Whistleblowers may be awarded between 10% and 30% of the funds recovered by government agencies. Of course, there are specific rules for getting that money, and one of them is that the whistleblower must voluntarily come forward with useful information for a successful enforcement action. On July 5, the SEC announced that it would not award the whistleblower because they were subpoenaed and had already offered testimony in the investigation.
Guidelines for eligibility
Eligible whistleblowers must submit their information in the manner and form required by the agency – online through the SEC website or by mailing or faxing a Form TCR (Tip, Complaint or Referral). The commission may require more information from the whistleblower, who must cooperate. The SEC defines this as:
- The whistleblower must provide adequate explanation and assistance so the SEC can accurately evaluate the information
- They must provide any additional information requested if it is in their possession
- They must offer truthful and complete testimony, perhaps in follow-up meetings.
- They must observe a confidentiality clause if the information shared by the SEC is not common knowledge.
Not meeting the above criteria is grounds for ineligibility.

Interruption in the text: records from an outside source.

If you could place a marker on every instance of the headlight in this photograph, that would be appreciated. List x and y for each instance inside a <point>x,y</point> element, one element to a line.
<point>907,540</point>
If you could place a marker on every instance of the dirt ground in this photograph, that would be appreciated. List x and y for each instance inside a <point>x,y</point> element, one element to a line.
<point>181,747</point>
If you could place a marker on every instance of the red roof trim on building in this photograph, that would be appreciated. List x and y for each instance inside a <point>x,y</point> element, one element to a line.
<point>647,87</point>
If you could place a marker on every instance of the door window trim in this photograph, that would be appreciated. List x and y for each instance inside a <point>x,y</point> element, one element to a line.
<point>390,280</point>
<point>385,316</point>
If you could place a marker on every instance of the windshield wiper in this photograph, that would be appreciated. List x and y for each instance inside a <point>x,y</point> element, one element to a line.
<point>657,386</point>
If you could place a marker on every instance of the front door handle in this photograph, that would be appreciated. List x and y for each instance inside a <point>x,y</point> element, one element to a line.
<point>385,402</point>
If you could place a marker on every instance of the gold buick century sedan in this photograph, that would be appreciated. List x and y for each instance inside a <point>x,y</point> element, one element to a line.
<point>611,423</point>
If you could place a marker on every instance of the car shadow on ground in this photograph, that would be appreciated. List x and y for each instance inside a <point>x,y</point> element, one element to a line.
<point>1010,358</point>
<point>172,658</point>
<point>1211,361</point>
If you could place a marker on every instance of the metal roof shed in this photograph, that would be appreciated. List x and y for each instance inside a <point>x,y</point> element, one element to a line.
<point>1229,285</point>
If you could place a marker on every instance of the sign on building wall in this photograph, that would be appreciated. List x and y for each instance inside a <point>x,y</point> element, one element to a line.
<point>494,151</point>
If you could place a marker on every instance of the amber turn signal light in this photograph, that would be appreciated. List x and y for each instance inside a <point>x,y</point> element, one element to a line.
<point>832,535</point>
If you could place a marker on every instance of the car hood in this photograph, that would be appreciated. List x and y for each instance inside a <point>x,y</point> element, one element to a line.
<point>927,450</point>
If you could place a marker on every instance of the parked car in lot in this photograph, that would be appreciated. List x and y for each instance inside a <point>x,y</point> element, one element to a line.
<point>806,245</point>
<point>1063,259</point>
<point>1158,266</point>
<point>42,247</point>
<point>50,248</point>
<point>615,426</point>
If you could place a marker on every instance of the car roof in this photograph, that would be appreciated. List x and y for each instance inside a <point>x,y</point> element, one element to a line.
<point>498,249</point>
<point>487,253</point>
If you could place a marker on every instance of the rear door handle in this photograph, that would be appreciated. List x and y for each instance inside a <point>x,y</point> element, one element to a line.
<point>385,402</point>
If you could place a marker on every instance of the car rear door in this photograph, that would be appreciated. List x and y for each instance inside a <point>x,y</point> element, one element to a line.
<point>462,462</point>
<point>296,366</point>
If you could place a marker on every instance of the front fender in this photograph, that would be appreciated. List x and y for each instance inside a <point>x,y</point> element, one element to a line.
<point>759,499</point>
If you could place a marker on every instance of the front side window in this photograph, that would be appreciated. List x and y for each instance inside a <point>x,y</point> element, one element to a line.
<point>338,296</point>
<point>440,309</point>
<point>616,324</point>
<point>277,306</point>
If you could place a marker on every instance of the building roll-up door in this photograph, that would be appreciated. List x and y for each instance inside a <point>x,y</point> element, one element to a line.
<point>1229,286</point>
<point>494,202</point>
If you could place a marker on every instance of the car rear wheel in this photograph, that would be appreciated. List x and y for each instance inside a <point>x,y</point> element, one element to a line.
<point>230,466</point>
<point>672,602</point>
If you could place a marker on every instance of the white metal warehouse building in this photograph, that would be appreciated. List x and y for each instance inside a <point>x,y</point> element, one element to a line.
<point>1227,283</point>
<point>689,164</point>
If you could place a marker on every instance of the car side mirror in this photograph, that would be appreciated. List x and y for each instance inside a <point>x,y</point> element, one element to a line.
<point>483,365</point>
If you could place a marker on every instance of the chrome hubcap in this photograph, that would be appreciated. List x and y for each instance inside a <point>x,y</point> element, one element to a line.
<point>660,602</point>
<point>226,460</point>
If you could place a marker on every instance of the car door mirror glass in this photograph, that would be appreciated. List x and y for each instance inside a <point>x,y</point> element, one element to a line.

Claimant appeals preliminary determination
The SEC has sole discretion to waive the protocols if the whistleblower’s information merits it, but it did not do so with this claimant. The claimant followed protocol and appealed the SEC’s preliminary determination to the claims review staff, arguing that their testimony reopened the case and sent investigators in a new direction. The claimant further argued that the testimony that reopened the case was unavailable to them when they initially testified.
What is the next step?
Despite issuing about $1.2 billion in awards in the last ten years to 268 whistleblowers, the SEC released a statement after reviewing the appeal that announced that the final determination was no award in this case. The next step for the whistleblower is to take their case to the United States Court of Appeals within 30 days of the SEC issuing its final decision.